The Rice electrochemical capacitor is about a hundredth of an inch thick but can be scaled up for devices either by increasing the size or adding layers, according to Rice postdoctoral researcher Yang Yang, co-lead author of the paper with graduate student Gedeng Ruan. They expect that standard manufacturing techniques may allow the battery to be even thinner. In tests, the researchers found their square-inch device held 76 percent of its capacity over 10,000 charge-discharge cycles and 1,000 bending cycles.

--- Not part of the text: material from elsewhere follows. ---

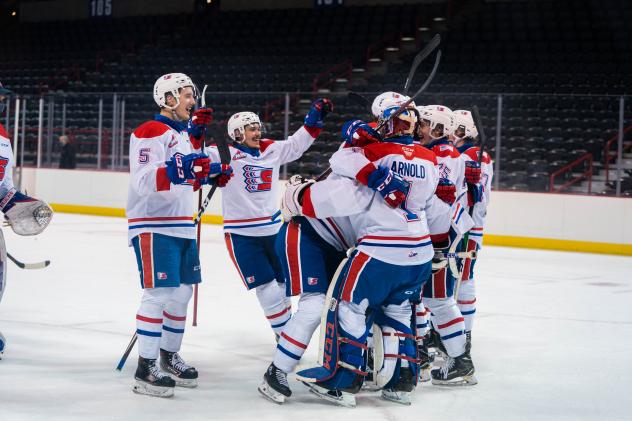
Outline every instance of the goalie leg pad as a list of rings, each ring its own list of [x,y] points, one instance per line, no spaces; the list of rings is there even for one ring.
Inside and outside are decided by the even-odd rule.
[[[181,284],[175,289],[162,312],[162,338],[160,348],[169,352],[178,352],[187,320],[187,306],[193,295],[193,286]]]
[[[377,373],[377,384],[386,389],[398,389],[399,386],[412,388],[417,384],[419,371],[417,361],[417,346],[414,331],[411,327],[412,308],[410,304],[389,305],[384,313],[376,318],[376,323],[382,329],[383,363]],[[408,368],[412,374],[411,385],[401,382],[402,368]]]
[[[53,218],[53,209],[42,200],[10,190],[0,202],[0,208],[11,229],[18,235],[37,235]]]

Researchers at the Fraunhofer Institute in Germany also are working on the power problem with the design of a flexible energy harvester that can be manufactured through a low-cost printing process. The lab’s FP7 MATFLEXEND project is developing harvesters that convert mechanical deformation into energy by using a capacitive converter, exploiting the capacitor's deformation characteristics such that capacity changes permit converting mechanical energy into usable electricity. Researchers at the Fraunhofer Institute also are trying to come up with durable materials for the energy harvester, including a flexible-by-design secondary lithium-ion battery with coplanar electrodes. Fraunhofer will integrate both components into a single device. These harvesters will be aimed at wearables in medical sensing, in sports equipment that uses sensors to measure performance and body metrics and in other consumer products. The new harvesters will be optimized for the low-frequency timing patterns and low to medium forces that arise in such applications and the plan is to integrate them into consumer garments, or into an active insole for shoes. The project runs through September 2016 with commercialization of the harvesters expected about a year after the project ends.